11. The method according to claim 1, wherein the fungus is a basidiomycete.

12. The method according to claim 1, wherein the fungus is a Clitopilus species.

13. The method according to claim 1, wherein the fungus is selected from the group consisting of Clitopilus passeckerianus, Clitopilus hobsonii, Clitopilus pinsitus, Clitopilus prunulus, Clitopilus scyphoides, Clitopilus abortivus, Lepista sordida, Rhodocybe popinalis, Rhodocybe hirneola, Rhodocybe truncata, Omphalina mutila, and Psathyrella conopilus.

14. An isolated polypeptide selected from the group consisting of: (i) an isolated polypeptide comprising an amino acid having at least 95% identity to the amino acid sequence of SEQ ID NO:7 over the entire length of SEQ ID NO:7; (ii) an isolated polypeptide comprising the amino acid sequence of SEQ ID NO: 7; (iii) an isolated polypeptide which consists of the amino acid sequence of SEQ ID NO: 7; and (iii) a polypeptide that is encoded by a recombinant polynucleotide comprising the polynucleotide sequence of SEQ ID NO: 8.

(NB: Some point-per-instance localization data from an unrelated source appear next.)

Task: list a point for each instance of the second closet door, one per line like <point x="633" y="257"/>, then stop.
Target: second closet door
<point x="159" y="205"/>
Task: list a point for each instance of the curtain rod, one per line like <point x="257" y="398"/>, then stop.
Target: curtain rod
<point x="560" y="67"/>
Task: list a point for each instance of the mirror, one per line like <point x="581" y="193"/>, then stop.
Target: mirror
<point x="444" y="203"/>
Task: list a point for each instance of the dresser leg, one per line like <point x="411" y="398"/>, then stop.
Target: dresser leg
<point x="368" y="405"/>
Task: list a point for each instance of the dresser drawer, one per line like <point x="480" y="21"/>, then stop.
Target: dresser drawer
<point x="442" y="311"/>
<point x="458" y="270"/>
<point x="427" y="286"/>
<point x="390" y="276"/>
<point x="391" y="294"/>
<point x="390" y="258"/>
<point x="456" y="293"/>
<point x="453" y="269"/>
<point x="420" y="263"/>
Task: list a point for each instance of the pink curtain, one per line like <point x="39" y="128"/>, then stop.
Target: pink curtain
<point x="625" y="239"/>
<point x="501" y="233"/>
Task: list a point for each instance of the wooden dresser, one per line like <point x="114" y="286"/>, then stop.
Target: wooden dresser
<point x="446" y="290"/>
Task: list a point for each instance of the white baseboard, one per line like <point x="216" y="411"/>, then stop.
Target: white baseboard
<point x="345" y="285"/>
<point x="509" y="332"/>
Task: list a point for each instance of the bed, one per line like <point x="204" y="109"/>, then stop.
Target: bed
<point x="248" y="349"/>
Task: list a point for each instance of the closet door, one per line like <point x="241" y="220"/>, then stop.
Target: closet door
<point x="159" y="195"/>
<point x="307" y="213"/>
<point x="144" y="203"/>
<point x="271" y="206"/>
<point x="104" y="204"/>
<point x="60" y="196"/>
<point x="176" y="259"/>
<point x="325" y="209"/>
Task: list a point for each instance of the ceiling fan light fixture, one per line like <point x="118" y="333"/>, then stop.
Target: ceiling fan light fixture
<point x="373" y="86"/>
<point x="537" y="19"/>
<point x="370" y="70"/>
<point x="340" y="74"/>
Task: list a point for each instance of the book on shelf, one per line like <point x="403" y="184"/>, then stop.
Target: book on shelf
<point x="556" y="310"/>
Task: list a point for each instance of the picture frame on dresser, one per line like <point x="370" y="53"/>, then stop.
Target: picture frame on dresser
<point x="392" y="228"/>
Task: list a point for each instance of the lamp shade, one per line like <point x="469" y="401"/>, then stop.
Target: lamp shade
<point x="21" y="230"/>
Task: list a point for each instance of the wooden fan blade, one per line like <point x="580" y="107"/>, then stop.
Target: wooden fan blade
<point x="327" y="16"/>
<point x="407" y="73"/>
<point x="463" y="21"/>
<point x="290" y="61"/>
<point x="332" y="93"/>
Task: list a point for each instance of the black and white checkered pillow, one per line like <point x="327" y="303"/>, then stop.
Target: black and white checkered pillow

15. An isolated polynucleotide selected from the group consisting of: i) an isolated polynucleotide comprising a polynucleotide sequence encoding a polypeptide that has at least 95% identity to the amino acid sequence of SEQ ID NO: 7, over the entire length of SEQ ID NO: 7; (ii) an isolated polynucleotide comprising a polynucleotide sequence that has at least 95% identity over its entire length to a polynucleotide sequence encoding the polypeptide of SEQ ID NO: 7; (iii) an isolated polynucleotide comprising a nucleotide sequence that has at least 95% identity to that of SEQ ID NO: 8 over the entire length of SEQ ID NO: 8; (iv) an isolated polynucleotide comprising a nucleotide sequence encoding the polypeptide of SEQ ID NO: 7; (iv) an isolated polynucleotide which consists of the polynucleotide of SEQ ID NO: 8; (v) an isolated polynucleotide of at least 30 nucleotides in length obtainable by screening an appropriate library under stringent hybridization conditions with a probe having the sequence of SEQ ID NO: 8 or a fragment thereof of at least 30 nucleotides in length; and (vi) a polynucleotide sequence complementary to said isolated polynucleotide of (i), (ii), (iii), (iv), (v), (vi) or (vi).